Sanral’s chickens are coming home to roost

Sanral sour losers as they turn to bully tactics.

In Parliament this week it has been revealed that since the inception of the e-toll system on 3 December 2013 until 28 February, R543,5 million’s worth of e-toll-related monies are outstanding.

Over and above that the South African Roads Agency Limited (Sanral) has incurred costs of R54 million to recover R50 million in e-toll debts.
There also has been reports in the news that Sanral is threatening motorists with jail time if they do not pay up.

Justice Project South Africa’s (JPSA) Chairperson Howard Dembovsky has expressed his shock at the costs and the threats in the reports.
“What Sanral does not seem to realise is that South Africans have been subjected to similar tyrannical threats by the previous regime and they did not cave in then – so why would they cave in now?” said Dembovsky.

“It also appears that someone at Sanral has decided to dispense with the troublesome formality of conducting trials and now feels that they can jump straight to sentencing people to jail time. After all, since all magistrates just so happen to have their pensions tied up in the Public Investment Corporation’s (PIC) investment in e-tolling, there is not a single magistrate in South Africa who will be able to hear an e-tolls prosecution without bias.

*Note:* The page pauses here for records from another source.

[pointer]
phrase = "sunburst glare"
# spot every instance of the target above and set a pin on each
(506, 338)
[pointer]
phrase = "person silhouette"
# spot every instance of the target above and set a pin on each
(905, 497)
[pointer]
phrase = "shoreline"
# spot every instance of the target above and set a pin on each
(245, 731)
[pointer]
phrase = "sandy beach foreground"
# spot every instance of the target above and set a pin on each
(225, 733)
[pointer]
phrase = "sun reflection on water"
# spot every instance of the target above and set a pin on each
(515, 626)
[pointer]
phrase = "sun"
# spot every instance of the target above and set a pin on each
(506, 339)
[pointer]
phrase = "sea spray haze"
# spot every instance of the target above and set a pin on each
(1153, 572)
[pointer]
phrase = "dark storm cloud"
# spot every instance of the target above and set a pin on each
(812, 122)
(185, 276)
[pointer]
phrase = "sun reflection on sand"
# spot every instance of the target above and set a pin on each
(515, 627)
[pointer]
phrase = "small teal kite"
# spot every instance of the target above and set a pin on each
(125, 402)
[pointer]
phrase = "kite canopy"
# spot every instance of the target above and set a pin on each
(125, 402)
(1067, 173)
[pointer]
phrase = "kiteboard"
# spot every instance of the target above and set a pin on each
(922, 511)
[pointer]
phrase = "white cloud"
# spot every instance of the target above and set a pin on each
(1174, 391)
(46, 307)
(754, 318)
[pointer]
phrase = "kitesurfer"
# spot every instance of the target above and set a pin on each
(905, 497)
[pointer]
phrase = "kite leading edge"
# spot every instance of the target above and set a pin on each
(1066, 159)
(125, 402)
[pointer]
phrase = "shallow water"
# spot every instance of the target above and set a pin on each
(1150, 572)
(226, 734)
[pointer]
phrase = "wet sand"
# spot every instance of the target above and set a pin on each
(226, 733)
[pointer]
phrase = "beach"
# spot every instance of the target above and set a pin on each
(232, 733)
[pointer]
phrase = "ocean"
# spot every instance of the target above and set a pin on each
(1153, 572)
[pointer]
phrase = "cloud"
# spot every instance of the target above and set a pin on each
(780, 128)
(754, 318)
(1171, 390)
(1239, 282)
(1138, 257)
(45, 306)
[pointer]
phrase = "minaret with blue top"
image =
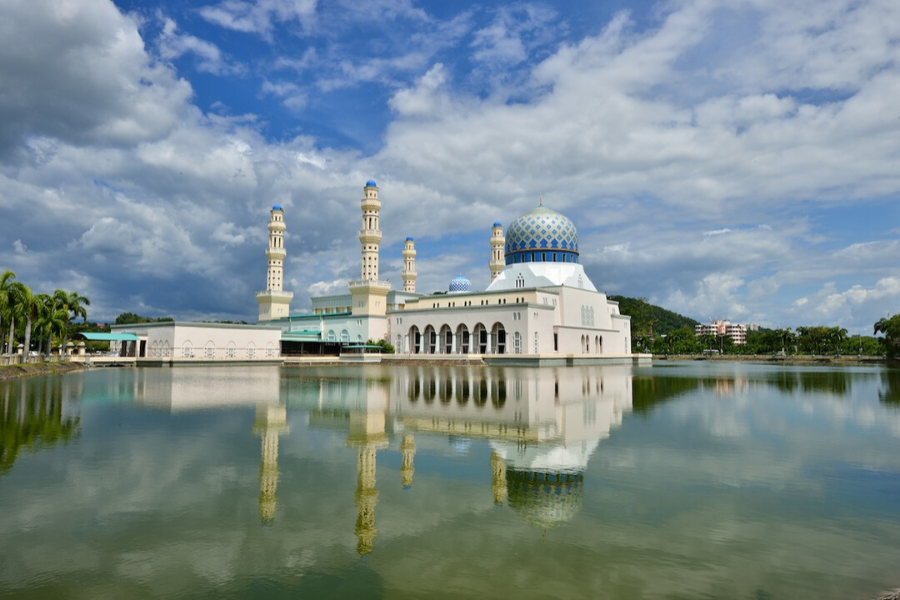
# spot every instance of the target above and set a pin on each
(369, 293)
(497, 243)
(274, 302)
(409, 266)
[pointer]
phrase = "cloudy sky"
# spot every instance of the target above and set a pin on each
(737, 160)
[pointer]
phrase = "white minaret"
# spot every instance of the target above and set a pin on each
(370, 235)
(409, 266)
(274, 302)
(497, 243)
(369, 293)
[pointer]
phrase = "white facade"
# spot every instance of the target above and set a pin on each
(540, 303)
(173, 341)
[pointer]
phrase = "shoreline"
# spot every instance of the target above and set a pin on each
(10, 372)
(796, 359)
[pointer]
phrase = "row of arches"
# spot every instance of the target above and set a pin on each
(480, 340)
(332, 336)
(160, 349)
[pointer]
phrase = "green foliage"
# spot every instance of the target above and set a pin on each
(890, 327)
(131, 319)
(646, 317)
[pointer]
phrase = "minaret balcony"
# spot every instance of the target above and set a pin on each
(369, 236)
(275, 295)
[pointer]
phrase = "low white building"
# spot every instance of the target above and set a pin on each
(171, 342)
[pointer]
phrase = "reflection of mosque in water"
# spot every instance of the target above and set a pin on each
(542, 426)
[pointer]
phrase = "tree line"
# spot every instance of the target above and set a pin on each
(660, 331)
(36, 318)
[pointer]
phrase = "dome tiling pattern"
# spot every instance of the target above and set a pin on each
(460, 284)
(541, 229)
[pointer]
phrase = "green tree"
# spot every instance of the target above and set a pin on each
(6, 281)
(74, 304)
(52, 319)
(18, 297)
(890, 328)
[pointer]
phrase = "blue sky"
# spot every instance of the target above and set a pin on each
(735, 160)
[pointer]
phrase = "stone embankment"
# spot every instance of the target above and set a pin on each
(795, 359)
(44, 368)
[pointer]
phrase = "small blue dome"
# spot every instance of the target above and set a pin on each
(460, 284)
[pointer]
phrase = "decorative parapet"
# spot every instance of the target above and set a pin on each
(274, 294)
(383, 283)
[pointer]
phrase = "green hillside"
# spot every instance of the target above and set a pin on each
(643, 314)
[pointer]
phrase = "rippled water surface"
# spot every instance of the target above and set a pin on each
(681, 480)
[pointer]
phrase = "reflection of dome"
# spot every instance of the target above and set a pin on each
(460, 444)
(545, 499)
(460, 284)
(542, 235)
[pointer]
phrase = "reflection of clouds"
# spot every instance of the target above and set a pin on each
(168, 502)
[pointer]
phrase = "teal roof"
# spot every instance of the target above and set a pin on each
(107, 337)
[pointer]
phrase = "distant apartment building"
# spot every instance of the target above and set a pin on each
(723, 327)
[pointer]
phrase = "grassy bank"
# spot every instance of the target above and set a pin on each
(30, 369)
(796, 359)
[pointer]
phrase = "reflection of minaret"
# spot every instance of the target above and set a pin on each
(498, 478)
(408, 454)
(366, 499)
(367, 433)
(270, 423)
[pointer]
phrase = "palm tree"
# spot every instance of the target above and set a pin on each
(49, 318)
(6, 280)
(30, 308)
(74, 303)
(890, 327)
(18, 295)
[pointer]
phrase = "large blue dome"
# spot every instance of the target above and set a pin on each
(460, 284)
(542, 235)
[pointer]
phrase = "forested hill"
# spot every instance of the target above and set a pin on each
(642, 314)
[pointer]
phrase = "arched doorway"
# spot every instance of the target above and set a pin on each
(462, 337)
(446, 340)
(415, 339)
(430, 340)
(498, 336)
(481, 339)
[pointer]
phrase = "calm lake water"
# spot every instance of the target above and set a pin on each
(680, 480)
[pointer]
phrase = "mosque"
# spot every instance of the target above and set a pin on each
(540, 307)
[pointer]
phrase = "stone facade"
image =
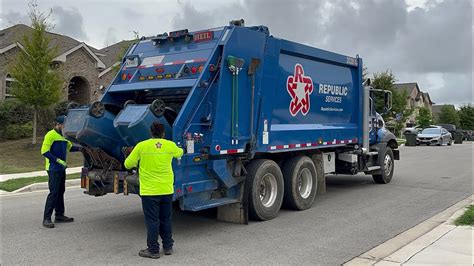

“We suspect that Sanral now has overplayed its hand and gone a gantry too far with its threats, and may well find that instead of managing to scare more people into compliance, they simply will strengthen the resolve of e-toll dissidents to resist, since there is absolutely no way that the courts willingly will dismantle the Gauteng economy by jailing what, at the bare minimum, will be hundreds of thousands of economically active citizens – even if they could manage the volumes,” said Dembovsky.